From the 1920s to the 1980s, jihad was a noble mission for the American government. The Americans did not equate jihad with terrorism; they thought that they could use the jihadists to destroy communism and Westernize the world. They associated the problem of terrorism with communism, not with Islam. After the Ottoman Empire’s dissolution in 1922, America’s greatest enemies were the communists states, while most of the Islamic states were close allies. 

President Ronald Reagan was so enthusiastic about supporting the Afghan mujahideen, who had jihadist ties, that in 1982 he dedicated the launch of Space Shuttle Columbia to “the people of Afghanistan.” In 1983, the leaders of the Afghan mujahideen groups were invited to the White House where they met Reagan in the Oval Office. Reagan’s administration funded the mujahideen groups, armed them with cutting edge weapons, glorified them as freedom fighters in government reports, and trained them in the art of insurgency, sabotage, and terrorism.   
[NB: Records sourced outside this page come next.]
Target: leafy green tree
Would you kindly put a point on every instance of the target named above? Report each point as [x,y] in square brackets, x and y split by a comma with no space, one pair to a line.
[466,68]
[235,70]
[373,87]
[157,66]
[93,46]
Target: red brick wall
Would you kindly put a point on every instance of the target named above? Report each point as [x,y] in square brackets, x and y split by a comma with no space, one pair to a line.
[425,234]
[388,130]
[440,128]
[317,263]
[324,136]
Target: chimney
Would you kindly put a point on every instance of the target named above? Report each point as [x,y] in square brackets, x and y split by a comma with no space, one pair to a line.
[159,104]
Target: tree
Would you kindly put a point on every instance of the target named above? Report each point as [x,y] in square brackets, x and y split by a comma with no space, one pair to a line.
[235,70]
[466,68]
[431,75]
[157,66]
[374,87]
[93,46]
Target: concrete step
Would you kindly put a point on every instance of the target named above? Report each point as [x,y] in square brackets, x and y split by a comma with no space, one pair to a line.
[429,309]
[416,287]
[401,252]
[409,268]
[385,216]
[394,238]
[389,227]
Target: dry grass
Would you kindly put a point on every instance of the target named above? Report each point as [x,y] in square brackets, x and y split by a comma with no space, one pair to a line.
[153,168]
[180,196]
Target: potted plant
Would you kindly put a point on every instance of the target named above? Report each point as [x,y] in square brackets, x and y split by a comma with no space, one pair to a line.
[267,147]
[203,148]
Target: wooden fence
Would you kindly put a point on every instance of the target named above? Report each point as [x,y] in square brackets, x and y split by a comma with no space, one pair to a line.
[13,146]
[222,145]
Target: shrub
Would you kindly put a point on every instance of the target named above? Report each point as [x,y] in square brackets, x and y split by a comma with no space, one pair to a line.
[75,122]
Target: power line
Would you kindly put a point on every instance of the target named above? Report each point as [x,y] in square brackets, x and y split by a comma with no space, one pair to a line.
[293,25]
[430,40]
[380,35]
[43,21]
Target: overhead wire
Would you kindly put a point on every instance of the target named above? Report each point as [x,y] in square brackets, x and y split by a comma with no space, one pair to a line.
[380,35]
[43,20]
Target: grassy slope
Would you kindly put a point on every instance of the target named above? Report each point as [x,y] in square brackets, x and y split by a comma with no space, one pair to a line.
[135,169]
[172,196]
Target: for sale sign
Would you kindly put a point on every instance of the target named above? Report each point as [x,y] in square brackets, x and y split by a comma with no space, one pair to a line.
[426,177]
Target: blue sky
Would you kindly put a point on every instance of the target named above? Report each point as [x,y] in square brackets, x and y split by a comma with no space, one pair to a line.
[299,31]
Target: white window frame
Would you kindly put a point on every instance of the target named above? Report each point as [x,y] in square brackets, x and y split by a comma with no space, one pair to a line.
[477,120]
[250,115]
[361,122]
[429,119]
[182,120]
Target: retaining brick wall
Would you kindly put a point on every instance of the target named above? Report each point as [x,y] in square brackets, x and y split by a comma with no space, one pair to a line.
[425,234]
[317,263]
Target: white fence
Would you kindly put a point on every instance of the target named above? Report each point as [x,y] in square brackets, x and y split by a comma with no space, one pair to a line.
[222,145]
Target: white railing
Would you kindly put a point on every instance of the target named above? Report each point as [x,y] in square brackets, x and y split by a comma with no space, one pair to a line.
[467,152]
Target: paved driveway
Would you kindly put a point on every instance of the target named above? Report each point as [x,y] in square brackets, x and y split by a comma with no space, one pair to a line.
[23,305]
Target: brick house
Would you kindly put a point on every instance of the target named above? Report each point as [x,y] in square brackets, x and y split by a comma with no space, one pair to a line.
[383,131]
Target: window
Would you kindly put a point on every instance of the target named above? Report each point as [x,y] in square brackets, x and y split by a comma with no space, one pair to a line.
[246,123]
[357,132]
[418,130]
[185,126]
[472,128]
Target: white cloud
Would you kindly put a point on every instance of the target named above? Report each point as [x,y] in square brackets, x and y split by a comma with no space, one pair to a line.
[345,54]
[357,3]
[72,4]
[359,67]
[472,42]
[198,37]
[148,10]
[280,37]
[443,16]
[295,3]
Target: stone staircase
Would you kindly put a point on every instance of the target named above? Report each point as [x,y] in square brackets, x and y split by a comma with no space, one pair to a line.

Till the early 1970s, the Pakistani government used to claim that their country was secular. The Islamization of Pakistan happened during the reign of General Zia-ul-Haq, who came to power in 1977, through a military coup. When Reagan became the president in 1981, he declared that Zia’s regime was America’s "front line" ally against the Soviet Union. With America’s full support, Zia promoted the mujahideen groups in Afghanistan and groups like the Jamaat-i-Islami in Pakistan. He changed Pakistan’s laws to Islamize bureaucracy, education, economy, and media. 

Since the Afghan mujahideen were waging a war on the Soviet Union, they were the good guys for the Americans. The Reagan administration poured weapons worth billions into Pakistan and Afghanistan to strengthen the jihadist groups. This American policy had terrible consequences for India. After the jihadists had driven the Soviet Union out of Afghanistan, they turned their attention to India. In the late 1980s, terrorist violence escalated in Kashmir and other parts of India. Thousands died, and the Kashmiri Pandits were forced to flee from the Kashmir valley. 

There was transformation in American view of jihad after 9/11. When America itself was attacked on 9/11, the American government suddenly woke up to the fact that the jihadists were not the good guys or the allies of the West. The word “jihad” acquired a pejorative meaning in America and Western Europe. Islamism replaced communism as the ideology of anti-Western groups, and the American media started depicting the jihadists groups as the perpetrators of terrorism.